Our camera trapped a beautiful family of Fishing cat as part of our ongoing estimation along the boarders of Chilika lake. pic.twitter.com/YzYtYYgBPX
— Susanta Nanda IFS (@susantananda3) April 5, 2021
The 42-second clip features the two cubs frolicking in the wild, as the mother looks on. The video immediately gained popularity. Who wouldn’t love the adorable cubs and their playful antics? So far, the video has garnered over 40.5k views and has been widely retweeted and shared. Several users thanked Mr Nanda for sharing the rare sighting with a larger audience.
Almost everyone agreed that the video was adorable. One user wrote, “What stunning footage,” followed by clap emojis.
What a stunning footage .. ????????
— Sandeep Shetty (@Sandeep10319508) April 5, 2021
So adorable. ❤️❤️❤️
— Deb_Jai_Hind (@Deb_Jai_Hind) April 5, 2021
Some noted that it is absolutely rare to see a family of fishing cats.
Very rare to see a family of Fishing Cat
— Sumit Dookia (@sumitdookia) April 5, 2021
Peaceful life, stunning atmosphere, loving children, caring mom.. what a sean .
— santhosh kumar Athaluri (@santhosh2116) April 6, 2021
There were a few who found the video “refreshing.”
So refreshingly and heavenly cute.????????????????????
— Parag_Saharia (@Son_of_Soil123) April 5, 2021
— Sujatha Ramanathan (@IndivasSujatha) April 5, 2021
The cats are so adorable.
— Sujata Pari (@PariSujata) April 6, 2021
Fishing cats are very capable swimmers.
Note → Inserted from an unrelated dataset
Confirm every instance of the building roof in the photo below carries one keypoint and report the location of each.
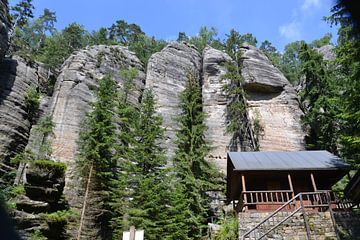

And like their name suggests, they prey on fish. The Indian fishing cat is a smaller feline predator, about twice the size of house cats. They are most commonly found in West Bengal’s Sunderbans, Odisha’s Chilika lagoon and Andhra Pradesh’s Krishna mangroves. Slotted under the ‘vulnerable’ category on the International Union for Conservation of Nature’s Red List, the species is at the risk of becoming endangered.